Current video generation models excel at generating short clips but still struggle with creating multi-shot, movie-like videos. Existing models trained on large-scale data on the back of rich computational resources are unsurprisingly inadequate for maintaining a logical storyline and visual consistency across multiple shots of a cohesive script since they are often trained with a single-shot objective. To this end, we propose VideoGen-of-Thought (VGoT), a collaborative and training-free architecture designed specifically for multi-shot video generation. VGoT is designed with three goals in mind as follows. Multi-Shot Video Generation: We divide the video generation process into a structured, modular sequence, including (1) Script Generation, which translates a curt story into detailed prompts for each shot; (2) Keyframe Generation, responsible for creating visually consistent keyframes faithful to character portrayals; and (3) Shot-Level Video Generation, which transforms information from scripts and keyframes into shots; (4) Smoothing Mechanism that ensures a consistent multi-shot output.

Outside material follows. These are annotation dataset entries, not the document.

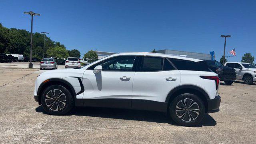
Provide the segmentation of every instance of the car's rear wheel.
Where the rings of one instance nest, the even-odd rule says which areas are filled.
[[[169,107],[169,112],[172,120],[179,125],[191,126],[201,122],[204,116],[205,108],[198,96],[184,94],[172,100]]]
[[[252,77],[251,76],[247,75],[244,76],[244,82],[247,84],[252,84],[253,83],[253,79]]]
[[[63,115],[73,108],[73,97],[64,87],[54,85],[46,88],[41,97],[44,110],[52,115]]]
[[[234,81],[232,80],[225,80],[224,81],[225,84],[226,85],[231,85]]]

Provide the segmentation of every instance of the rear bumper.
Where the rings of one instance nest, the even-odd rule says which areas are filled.
[[[65,68],[80,68],[81,67],[81,66],[65,66]]]
[[[54,68],[54,64],[41,64],[40,68]]]
[[[220,96],[218,95],[215,98],[212,100],[207,100],[208,108],[207,113],[216,112],[220,111]]]

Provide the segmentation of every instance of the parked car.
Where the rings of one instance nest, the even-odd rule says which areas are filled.
[[[65,68],[80,68],[80,62],[77,58],[68,58],[65,62]]]
[[[65,64],[65,62],[66,62],[65,58],[62,59],[56,59],[56,61],[58,64]]]
[[[7,56],[5,54],[0,54],[0,62],[5,62],[7,61]]]
[[[119,62],[132,66],[114,66]],[[180,125],[192,126],[205,113],[219,110],[219,82],[218,74],[202,60],[122,53],[80,69],[44,72],[36,78],[34,95],[53,115],[64,114],[74,105],[153,110],[167,113]]]
[[[24,57],[23,56],[23,55],[22,54],[11,54],[14,56],[18,57],[18,61],[19,62],[23,62],[24,59]]]
[[[246,84],[251,84],[256,81],[256,66],[252,64],[240,62],[226,62],[225,66],[234,68],[236,79],[242,80]]]
[[[82,58],[82,60],[80,60],[80,62],[85,64],[86,65],[90,64],[90,62],[88,62],[88,59],[87,59]]]
[[[218,74],[220,80],[227,85],[230,85],[236,80],[236,74],[234,68],[223,66],[216,60],[205,60],[209,68]]]
[[[44,58],[40,64],[40,70],[43,69],[58,69],[58,64],[54,58]]]

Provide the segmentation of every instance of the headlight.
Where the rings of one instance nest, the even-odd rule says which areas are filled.
[[[220,68],[217,68],[216,69],[216,72],[217,72],[217,73],[219,73],[221,72],[221,69]]]

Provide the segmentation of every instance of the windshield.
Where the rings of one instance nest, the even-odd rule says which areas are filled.
[[[252,64],[241,64],[244,67],[246,68],[256,68],[256,66]]]
[[[44,58],[42,61],[52,61],[52,58]]]
[[[223,66],[220,62],[216,60],[206,60],[206,63],[208,66]]]
[[[68,58],[68,60],[70,61],[79,61],[79,60],[78,58]]]

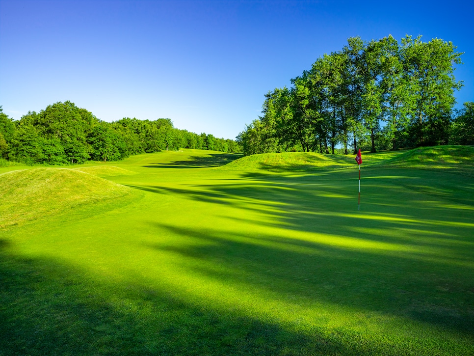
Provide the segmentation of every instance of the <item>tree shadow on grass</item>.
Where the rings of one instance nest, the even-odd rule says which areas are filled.
[[[185,268],[211,279],[236,287],[251,281],[257,290],[289,302],[322,301],[474,336],[472,265],[462,268],[416,252],[156,225],[192,243],[150,247],[181,255],[183,261],[205,261]]]
[[[267,218],[225,217],[237,223],[317,234],[309,241],[158,224],[211,243],[153,247],[224,266],[229,274],[199,271],[223,281],[234,278],[237,283],[251,275],[257,285],[278,293],[320,298],[474,335],[474,184],[466,180],[456,187],[447,176],[440,185],[439,176],[425,171],[385,169],[365,174],[361,211],[351,196],[357,189],[353,172],[314,176],[247,172],[244,182],[149,187],[150,192],[225,203]],[[256,240],[249,242],[252,238]],[[261,241],[285,247],[263,246]],[[302,248],[306,252],[294,252]],[[314,283],[305,280],[308,271]]]
[[[152,163],[143,166],[147,168],[208,168],[219,167],[240,158],[233,153],[211,153],[206,156],[189,156],[188,160],[175,161],[169,163]]]
[[[90,279],[45,258],[0,250],[0,354],[369,355],[337,330],[300,333],[231,311],[194,305],[139,278],[126,285]],[[119,273],[119,271],[118,272]],[[384,352],[385,355],[396,353]]]

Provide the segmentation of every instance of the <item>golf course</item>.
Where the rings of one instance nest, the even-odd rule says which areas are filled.
[[[0,168],[0,356],[474,355],[474,147],[362,154]]]

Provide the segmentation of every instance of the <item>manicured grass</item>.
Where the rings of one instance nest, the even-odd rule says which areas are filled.
[[[65,170],[130,192],[0,229],[0,355],[473,354],[474,182],[406,154],[363,156],[360,211],[352,156]]]

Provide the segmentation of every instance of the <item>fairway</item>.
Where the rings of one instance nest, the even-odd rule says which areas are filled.
[[[0,355],[474,355],[469,149],[0,168]]]

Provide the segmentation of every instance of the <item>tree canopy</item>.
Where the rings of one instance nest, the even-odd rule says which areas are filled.
[[[131,155],[180,148],[235,153],[233,140],[175,128],[170,119],[125,117],[111,123],[66,101],[29,111],[17,121],[0,106],[0,156],[27,164],[116,161]]]
[[[462,54],[450,42],[421,38],[352,37],[317,58],[290,88],[265,94],[263,115],[237,137],[244,154],[334,154],[339,145],[347,154],[351,146],[356,153],[468,141],[459,137],[469,124],[460,118],[452,131],[454,93],[462,86],[454,65]],[[466,105],[463,118],[470,114]]]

Reasonable Narrative Design: Inspired by cinematic scriptwriting, our prompt generation approach spans five key domains, ensuring logical consistency, character development, and narrative flow across the entire video. Cross-Shot Consistency: We ensure temporal and identity consistency by leveraging identity-preserving (IP) embeddings across shots, which are automatically created from the narrative. Additionally, we incorporate a cross-shot smoothing mechanism, which integrates a reset boundary that effectively combines latent features from adjacent shots, resulting in smooth transitions and maintaining visual coherence throughout the video. Our experiments demonstrate that VGoT surpasses existing video generation methods in producing high-quality, coherent, multi-shot videos. The code will be made publicly available.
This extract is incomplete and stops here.